While delivery is a viable alternative in New York and similarly buzzing cities, it’s more complicated anywhere else. Availability, geography, and language can all get in the way of summoning a solid meal to the door of your hotel room. In Paris, good luck finding anything that’s even open past midnight. When I studied abroad there, I settled for unsatisfactory treks to a hole-in-the-wall dubbed Snack Time when late-night cravings hit. In Beijing, the challenge of finding and communicating my order to room service was hard enough. I didn’t dare try calling a third-party restaurant. And Seamless doesn’t exist in places like the Faroe Islands or Chiang Mai (yet).

Delivery also rarely allows international travelers the variety that room service does. In Istanbul, after a steady weeklong diet of doner kebab and manti, my quarter-Italian blood was craving pomodoro sauce so intensely I practically had the shakes. My hotel gladly provided the fix. I know what you’re going to say—and yes, experiencing a country’s local cuisine is an unmissable part of travel. It is probably my favorite part of travel, actually. But after two weeks of exploring Europe or a grueling mountain hike or a devastating breakup with your Spanish boyfriend, sometimes all you want is your very own homespun comfort food. Americans like me aren’t the only ones who think that. Many room service menus feature common dishes from around the world, which is most evident in the morning, when you can order breakfasts that are actually labeled “Turkish” or “Japanese.”
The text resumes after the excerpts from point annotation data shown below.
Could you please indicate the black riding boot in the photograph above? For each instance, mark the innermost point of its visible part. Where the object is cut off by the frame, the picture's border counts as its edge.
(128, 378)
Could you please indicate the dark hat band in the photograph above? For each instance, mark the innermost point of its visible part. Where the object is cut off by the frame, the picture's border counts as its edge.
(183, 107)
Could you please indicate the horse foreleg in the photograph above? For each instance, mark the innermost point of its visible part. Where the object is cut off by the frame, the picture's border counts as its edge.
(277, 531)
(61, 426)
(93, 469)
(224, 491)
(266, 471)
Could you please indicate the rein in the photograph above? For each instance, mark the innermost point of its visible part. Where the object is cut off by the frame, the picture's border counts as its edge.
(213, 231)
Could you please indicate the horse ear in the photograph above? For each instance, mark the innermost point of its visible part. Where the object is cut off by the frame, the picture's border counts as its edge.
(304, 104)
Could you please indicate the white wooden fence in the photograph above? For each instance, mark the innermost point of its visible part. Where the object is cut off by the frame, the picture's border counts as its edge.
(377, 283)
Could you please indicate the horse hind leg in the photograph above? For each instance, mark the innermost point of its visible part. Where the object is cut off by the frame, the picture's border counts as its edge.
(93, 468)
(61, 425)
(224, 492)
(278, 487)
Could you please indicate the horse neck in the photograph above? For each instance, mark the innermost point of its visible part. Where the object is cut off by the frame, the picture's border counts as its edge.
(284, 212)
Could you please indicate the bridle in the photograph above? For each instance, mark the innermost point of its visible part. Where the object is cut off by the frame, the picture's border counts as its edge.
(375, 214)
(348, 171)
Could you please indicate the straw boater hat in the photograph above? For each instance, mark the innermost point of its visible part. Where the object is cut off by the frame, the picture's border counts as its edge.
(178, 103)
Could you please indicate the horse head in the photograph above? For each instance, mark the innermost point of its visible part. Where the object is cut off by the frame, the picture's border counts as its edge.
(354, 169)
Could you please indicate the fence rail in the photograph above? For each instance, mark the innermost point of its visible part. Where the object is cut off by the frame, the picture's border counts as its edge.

What’s more, hotels are making an increasing effort to distinguish their culinary offerings, turning the cooking that comes out of their kitchens into a reason to visit in and of itself. The room service at the NoMad Hotel in New York City comes from its eponymous Michelin-starred restaurant. Le Royal Monceau in Paris serves Pierre Hermé’s fetishized pastries to guests. Meanwhile, at the Public Chicago, owned by iconic hotelier Ian Schrager, guests can receive meals created by Jean-Georges Vongerichten (whole wheat flatbreads, slow cooked salmon) in less than 10 minutes, left it in a brown bag on their room’s doorknob. At Le Taha’a Island Resort and Spa in Polynesia, a dude in a canoe delivers dinner while playing the ukulele. Room service can become a delicious, even localized experience with some personalization and thought.
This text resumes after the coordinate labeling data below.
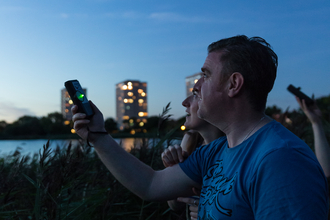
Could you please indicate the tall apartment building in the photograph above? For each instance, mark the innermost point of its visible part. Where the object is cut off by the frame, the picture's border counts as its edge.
(66, 104)
(191, 81)
(131, 104)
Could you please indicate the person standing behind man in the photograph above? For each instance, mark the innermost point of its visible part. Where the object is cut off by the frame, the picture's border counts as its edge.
(260, 170)
(199, 133)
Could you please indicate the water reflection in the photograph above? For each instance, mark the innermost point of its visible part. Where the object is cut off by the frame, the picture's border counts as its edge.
(8, 147)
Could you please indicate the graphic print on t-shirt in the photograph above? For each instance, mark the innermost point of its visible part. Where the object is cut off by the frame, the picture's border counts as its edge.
(215, 185)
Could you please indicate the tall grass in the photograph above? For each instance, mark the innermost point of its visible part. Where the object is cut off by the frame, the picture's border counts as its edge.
(72, 183)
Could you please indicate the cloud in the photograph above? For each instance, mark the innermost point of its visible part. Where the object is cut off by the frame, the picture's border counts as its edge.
(174, 17)
(10, 113)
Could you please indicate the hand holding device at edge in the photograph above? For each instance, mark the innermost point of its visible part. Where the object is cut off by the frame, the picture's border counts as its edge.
(83, 125)
(312, 112)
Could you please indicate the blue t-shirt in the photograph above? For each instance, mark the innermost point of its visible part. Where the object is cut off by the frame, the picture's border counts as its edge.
(271, 175)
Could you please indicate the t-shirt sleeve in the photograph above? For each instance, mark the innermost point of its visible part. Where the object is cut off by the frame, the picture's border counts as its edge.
(281, 187)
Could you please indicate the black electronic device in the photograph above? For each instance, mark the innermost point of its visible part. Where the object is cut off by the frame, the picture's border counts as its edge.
(300, 95)
(78, 97)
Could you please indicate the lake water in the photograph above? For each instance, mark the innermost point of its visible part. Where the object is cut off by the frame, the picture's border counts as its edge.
(33, 146)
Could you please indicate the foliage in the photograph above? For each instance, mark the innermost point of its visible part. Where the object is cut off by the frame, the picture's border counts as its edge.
(72, 183)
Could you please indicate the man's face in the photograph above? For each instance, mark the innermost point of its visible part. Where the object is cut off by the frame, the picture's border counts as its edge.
(209, 90)
(192, 120)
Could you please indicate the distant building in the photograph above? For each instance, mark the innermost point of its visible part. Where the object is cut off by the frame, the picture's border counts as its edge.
(66, 104)
(191, 81)
(131, 104)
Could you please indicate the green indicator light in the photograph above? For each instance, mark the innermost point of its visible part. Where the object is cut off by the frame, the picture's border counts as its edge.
(80, 96)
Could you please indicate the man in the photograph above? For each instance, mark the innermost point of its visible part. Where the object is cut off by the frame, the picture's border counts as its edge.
(259, 170)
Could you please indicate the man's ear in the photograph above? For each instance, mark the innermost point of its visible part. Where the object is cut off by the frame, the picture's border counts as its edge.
(235, 82)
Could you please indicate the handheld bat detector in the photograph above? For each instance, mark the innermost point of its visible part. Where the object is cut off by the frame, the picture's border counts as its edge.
(300, 95)
(78, 97)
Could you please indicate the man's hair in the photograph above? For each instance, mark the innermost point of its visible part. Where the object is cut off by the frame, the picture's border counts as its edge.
(254, 59)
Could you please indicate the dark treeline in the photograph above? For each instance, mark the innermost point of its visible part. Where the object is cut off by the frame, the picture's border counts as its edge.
(72, 183)
(53, 126)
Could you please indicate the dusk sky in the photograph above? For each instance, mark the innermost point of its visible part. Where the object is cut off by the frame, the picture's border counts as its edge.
(103, 42)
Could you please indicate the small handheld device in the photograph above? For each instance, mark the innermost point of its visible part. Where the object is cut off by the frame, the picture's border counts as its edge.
(300, 95)
(78, 97)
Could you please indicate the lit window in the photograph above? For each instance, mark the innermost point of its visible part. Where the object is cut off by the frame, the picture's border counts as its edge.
(141, 114)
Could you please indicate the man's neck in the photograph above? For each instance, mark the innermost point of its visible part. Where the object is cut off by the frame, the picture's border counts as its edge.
(243, 127)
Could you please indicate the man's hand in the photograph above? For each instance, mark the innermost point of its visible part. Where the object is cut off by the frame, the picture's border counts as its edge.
(193, 206)
(173, 155)
(83, 125)
(312, 112)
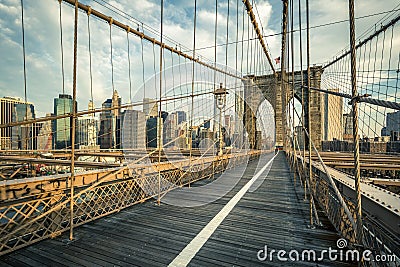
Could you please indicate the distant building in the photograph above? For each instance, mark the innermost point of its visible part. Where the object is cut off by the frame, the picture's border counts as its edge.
(347, 126)
(207, 124)
(393, 125)
(299, 135)
(385, 132)
(110, 123)
(150, 107)
(229, 125)
(151, 132)
(133, 130)
(170, 129)
(14, 109)
(181, 116)
(86, 130)
(333, 116)
(62, 127)
(45, 136)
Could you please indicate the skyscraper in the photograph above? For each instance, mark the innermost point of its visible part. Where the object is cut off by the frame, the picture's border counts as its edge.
(348, 126)
(133, 130)
(171, 128)
(150, 107)
(14, 109)
(45, 136)
(181, 116)
(110, 128)
(62, 127)
(86, 130)
(393, 124)
(333, 116)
All of this isn’t to say that room service shouldn’t be open to reinterpretation depending on the hotel, its base clientele, and its location. Last month Hilton’s CEO Christopher Nassetta said as much at a hospitality conference, confirming that some Hilton properties will continue to offer traditional room service, depending on local demand, while others (such as that Hilton Midtown) will see a new focus on grab-and-go. (The Hilton Midtown actually now offers limited delivery from its new café.) The way we order is seeing updates, too. The Four Seasons recently launched an app at all 94 of its properties that allows guests to choose room service directly from their mobile phones. (No more awkward phone calls with a stranger a few floors below you.) These facelifts all add to the comfort and ease of the experience, which in the end, is what room service is all about.

Also, those little ketchup bottles. They’re pretty great, too.